The Nidec Group commits itself to enhancing its management soundness and transparency by establishing a compliance system generally required of a listed company in Japan, and clarifying its risk management responsibilities. Specifically, through the auditing activities of the Corporate Administration & Internal Audit Department, the Group aims to maintain and improve the effectiveness of its internal control over financial reporting required by Article 24-4-4, Paragraph 1 of the Financial Instruments and Exchange Act. In addition, the Legal & Compliance Department, the Risk Management Committee, and the Information Security Committee are organized under the Board of Directors, under which the Legal & Compliance Office, the Risk Management Office, and the Information System Department, are placed as the secretariat respectively, working to create a corporate culture and enhance management systems for internal control.

Target

Materiality

Materiality

Actions

Nidec Group companies’ corporate governance

Nidec Group companies act based on the Nidec Corporation’s business philosophies and policies, and are part of the Nidec Corporation’s internal control system. Nidec Corporation dispatches and seconds its executives and employees to its consolidated subsidiaries. The companies respectively consider the opinions of experts and others, and discuss sufficiently before making executive decisions based on each company’s situation, to secure its independency.

Cross-shareholding

Policy for cross-shareholding

Nidec holds shares in the companies that Nidec has relationships with in terms of trading and cooperation in its business and other areas, when it judges that such shareholding contributes to the company’s corporate value expansion through stabilization of its business from a medium-to-long-term perspective by maintaining and strengthening its relationship with those companies. Nidec assesses its cross-held shares individually at the Board of Directors meeting every year, on not only qualitative aspects such as the purpose of the shareholding, but also on quantitative aspects such as the benefits that can accrue through the shareholding from the perspective of economic rationality. According to the results of the assessment, Nidec intends to reduce the number of shares it holds if the cross-held shares are not expected to bring significant benefits.
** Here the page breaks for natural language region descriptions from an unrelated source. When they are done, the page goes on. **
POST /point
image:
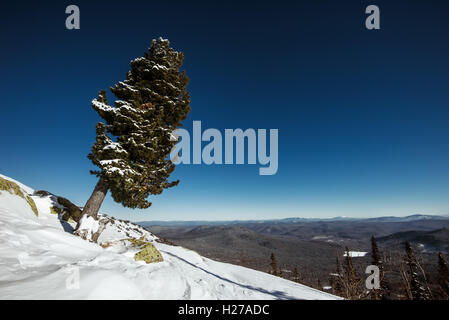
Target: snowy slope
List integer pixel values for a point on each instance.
(39, 260)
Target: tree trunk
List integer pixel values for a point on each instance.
(96, 199)
(91, 210)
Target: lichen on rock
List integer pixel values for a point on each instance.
(62, 206)
(13, 188)
(148, 251)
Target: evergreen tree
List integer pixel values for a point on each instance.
(132, 145)
(296, 275)
(337, 279)
(274, 265)
(351, 280)
(415, 288)
(443, 276)
(376, 260)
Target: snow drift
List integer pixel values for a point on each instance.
(41, 259)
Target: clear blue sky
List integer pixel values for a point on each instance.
(362, 115)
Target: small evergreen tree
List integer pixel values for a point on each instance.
(274, 265)
(443, 276)
(351, 280)
(337, 281)
(382, 292)
(414, 286)
(296, 275)
(132, 145)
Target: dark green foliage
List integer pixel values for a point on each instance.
(382, 292)
(274, 265)
(151, 104)
(296, 275)
(443, 276)
(415, 286)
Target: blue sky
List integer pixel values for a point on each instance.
(362, 115)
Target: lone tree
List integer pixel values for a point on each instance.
(382, 292)
(415, 285)
(443, 276)
(132, 145)
(274, 265)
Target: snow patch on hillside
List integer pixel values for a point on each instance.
(41, 259)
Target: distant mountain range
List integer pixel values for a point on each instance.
(192, 223)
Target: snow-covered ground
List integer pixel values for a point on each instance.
(41, 259)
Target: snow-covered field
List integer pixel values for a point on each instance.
(41, 259)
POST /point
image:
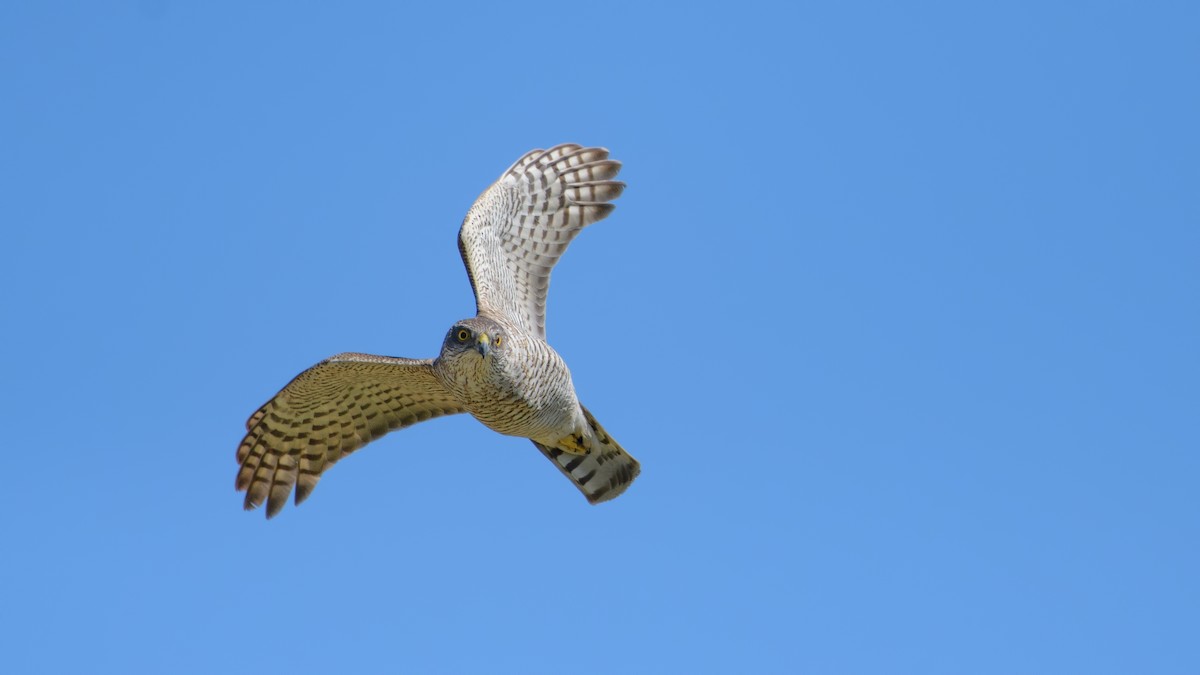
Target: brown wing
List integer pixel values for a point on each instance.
(516, 231)
(325, 413)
Criteria for exercising voting rights for cross-shareholding

With regard to the exercise of voting rights in relation to cross-shareholdings, Nidec makes comprehensive decisions to vote for or against individual proposals to serve the investees’ sustainable growth from the perspective of whether appropriate governance and compliance structures are in place at investee companies.

(Basic views on exercising voting rights)
With regard to the individual proposals submitted to the shareholders’ meetings of the companies Nidec invests in, Nidec decides to vote for or against after confirming the following points: whether the proposals suit the purposes of the shareholding which are to maintain and strengthen the trade and cooperation relationships through medium-to-long- term investment; and particularly, whether there are any circumstances that might lead to undermining of the shareholders’ value due to the restructuring of organizations, including asset transfer and mergers. Nidec opposes all proposals that are considered to violate the law or constitute antisocial behavior, in all circumstances.